Selon la nature, l’affinité, la concentration et le PH des produits utilisés , ceux –ci vont descendre plus ou moins profondément dans l’épiderme et le derme pour entraîner une dénaturation , une coagulation des protéines cellulaires , du ciment interstitiel, de la substance fondamentale et des fibres conjonctives . Au passage vaisseaux et terminaisons nerveuses peuvent être coagulés si le peeling est profond. La reconstruction se fera sans dommages à partir du conjonctif profond et des annexes (sudorales et sébacées) si le derme superficiel et l’épiderme ont été détruits. Au-delà du derme moyen cette réparation ne se fera plus et le peeling laisserait une peau cicatricielle identique à celle d’une brûlure accidentelle. Cette « brûlure chimique domestiquée» que constitue le peeling va donc agir en deux temps :

  • un premier temps exfoliatoire qui emporte les cellules cornées, les disgrâces et tumeurs superficielles (lentigo, surcharge pigmentaire, verrues séborrhéiques, kératoses) pour l’épiderme, petites ridules correspondant à des fractures de la jonction dermo-épidermique si le peeling est plus profond, voire les rides conjonctives pour le peeling profond.
  • Dans un second temps le choc chimique va entraîner une synthèse cellulaire intense à partir des cellules des couches basales de l’épiderme lors du peeling superficiel, des fibroblastes dans le peeling profond. De jeunes fibres de collagène et d’élastine, ainsi que de l’acide hyaluronique vont venir remplir, hydrater et retendre le derme. L’amincissement de l’épiderme va laisser entrevoir la vascularisation cutanée augmentée par néo-synthèse de vaisseaux. Le teint redevient clair, la peau nette et tendue, le rajeunissement peut aller du simple coup d’éclat à l’effacement quasi complet des rides selon la profondeur du peeling.

Peeling superficiel

  • les acides de fruit
  • l’acide trichloracétique

Peeling moyen

  • le TCA
  • la dépigmentation des chloasma

Peeling profond

Pour le traitement des rides et des cicatrices seul le peeling profond me parait indiqué . Il faut rejeter les anciennes formules peu stables ou trop dépigmentantes pour choisir l’EXOPEEL ®, formule mise au point par Y. Fintsi. Il est nécessaire dans un premier temps pour les cicatrices, le plus souvent d’acné ou de varicelle , d’en apprécier la profondeur, la souplesse, le degré d’effacement à la tension, la pigmentation.

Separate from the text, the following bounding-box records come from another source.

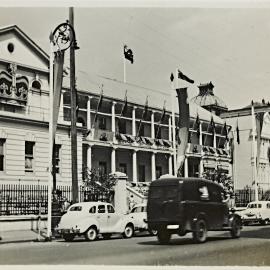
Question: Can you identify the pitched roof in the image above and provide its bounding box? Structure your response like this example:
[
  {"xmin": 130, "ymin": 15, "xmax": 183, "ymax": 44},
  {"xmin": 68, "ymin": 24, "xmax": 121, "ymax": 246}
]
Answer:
[{"xmin": 0, "ymin": 25, "xmax": 49, "ymax": 62}]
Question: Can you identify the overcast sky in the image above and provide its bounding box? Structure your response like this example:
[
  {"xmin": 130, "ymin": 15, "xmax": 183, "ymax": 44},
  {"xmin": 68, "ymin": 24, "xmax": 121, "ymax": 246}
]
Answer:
[{"xmin": 0, "ymin": 2, "xmax": 270, "ymax": 109}]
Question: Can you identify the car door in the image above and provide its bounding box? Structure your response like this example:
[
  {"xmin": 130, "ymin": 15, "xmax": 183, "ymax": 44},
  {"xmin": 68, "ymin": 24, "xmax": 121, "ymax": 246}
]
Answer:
[
  {"xmin": 96, "ymin": 204, "xmax": 108, "ymax": 233},
  {"xmin": 130, "ymin": 206, "xmax": 146, "ymax": 228},
  {"xmin": 107, "ymin": 204, "xmax": 122, "ymax": 232}
]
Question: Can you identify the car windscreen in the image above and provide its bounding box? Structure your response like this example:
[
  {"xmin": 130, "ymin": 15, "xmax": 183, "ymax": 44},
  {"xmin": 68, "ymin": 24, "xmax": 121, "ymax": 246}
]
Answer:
[
  {"xmin": 69, "ymin": 206, "xmax": 82, "ymax": 211},
  {"xmin": 149, "ymin": 185, "xmax": 178, "ymax": 199}
]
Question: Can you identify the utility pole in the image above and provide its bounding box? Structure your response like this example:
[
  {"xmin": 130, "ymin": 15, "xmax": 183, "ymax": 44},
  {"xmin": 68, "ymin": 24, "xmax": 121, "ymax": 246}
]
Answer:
[{"xmin": 69, "ymin": 7, "xmax": 79, "ymax": 203}]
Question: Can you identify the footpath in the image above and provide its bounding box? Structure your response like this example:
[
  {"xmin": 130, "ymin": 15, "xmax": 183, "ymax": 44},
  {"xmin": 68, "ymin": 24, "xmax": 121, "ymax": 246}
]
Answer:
[{"xmin": 0, "ymin": 230, "xmax": 46, "ymax": 245}]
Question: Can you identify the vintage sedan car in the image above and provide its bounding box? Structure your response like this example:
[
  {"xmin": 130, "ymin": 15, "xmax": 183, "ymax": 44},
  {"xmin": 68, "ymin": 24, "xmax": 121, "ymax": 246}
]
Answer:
[
  {"xmin": 129, "ymin": 203, "xmax": 157, "ymax": 235},
  {"xmin": 56, "ymin": 202, "xmax": 134, "ymax": 241},
  {"xmin": 239, "ymin": 201, "xmax": 270, "ymax": 225},
  {"xmin": 147, "ymin": 177, "xmax": 242, "ymax": 244}
]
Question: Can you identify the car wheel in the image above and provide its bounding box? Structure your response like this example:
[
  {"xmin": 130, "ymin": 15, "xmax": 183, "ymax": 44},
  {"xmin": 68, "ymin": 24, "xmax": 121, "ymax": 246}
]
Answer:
[
  {"xmin": 148, "ymin": 230, "xmax": 157, "ymax": 236},
  {"xmin": 63, "ymin": 234, "xmax": 75, "ymax": 242},
  {"xmin": 231, "ymin": 219, "xmax": 241, "ymax": 238},
  {"xmin": 157, "ymin": 229, "xmax": 171, "ymax": 245},
  {"xmin": 123, "ymin": 224, "xmax": 134, "ymax": 238},
  {"xmin": 192, "ymin": 219, "xmax": 207, "ymax": 243},
  {"xmin": 102, "ymin": 233, "xmax": 112, "ymax": 240},
  {"xmin": 260, "ymin": 219, "xmax": 269, "ymax": 225},
  {"xmin": 84, "ymin": 227, "xmax": 97, "ymax": 241}
]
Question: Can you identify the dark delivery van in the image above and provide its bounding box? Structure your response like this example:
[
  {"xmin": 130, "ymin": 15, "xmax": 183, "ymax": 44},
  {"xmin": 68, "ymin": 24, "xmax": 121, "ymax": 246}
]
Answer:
[{"xmin": 147, "ymin": 178, "xmax": 242, "ymax": 244}]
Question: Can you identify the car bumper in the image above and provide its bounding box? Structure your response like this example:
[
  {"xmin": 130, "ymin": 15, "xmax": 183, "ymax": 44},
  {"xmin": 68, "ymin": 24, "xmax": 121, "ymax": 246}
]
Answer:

Ce qui permettra de mettre en place une stratégie qui fera appel aux injections de comblement, au relèvement au punch ou à l’aiguille avant de les attaquer par un phénol souvent complété par une abrasion au papier verre dans le même temps opératoire ou à 24heure. Les rides liées au vieillissement et surtout à l’héliodermie, que ce soit le plissé des joues, les rides peri-orbitaires ou encore le code-barre de la lèvre supérieures disparaîtront avec toutes les disgraces superficielles que sont les lentigo et les kératoses. Même certaines rides musculaires comme celles du front vont s’atténuer voire disparaître par un effet tenseur du peeling qui s’accentue au fil des premiers mois. L’effet définitif s’appréciant entre le 3ème et 6ème mois. Bien sûr ce peeling nécessite une solide formation et une bonne connaissance de ses applications. Les suites se simplifient avec l’expérience mais il faudra rester en communication téléphonique avec son patient chaque jour durant la semaine suivant l’acte. L’effet secondaire le plus gênant à étant la rougeur qui peut durer plus d’un mois et de petits troubles pigmentaires qui s’uniformisent avec le temps. Le résultat à terme est souvent exceptionnel.

  • la technique

Ces peelings sont-ils douloureux, que peut-on faire à son cabinet ?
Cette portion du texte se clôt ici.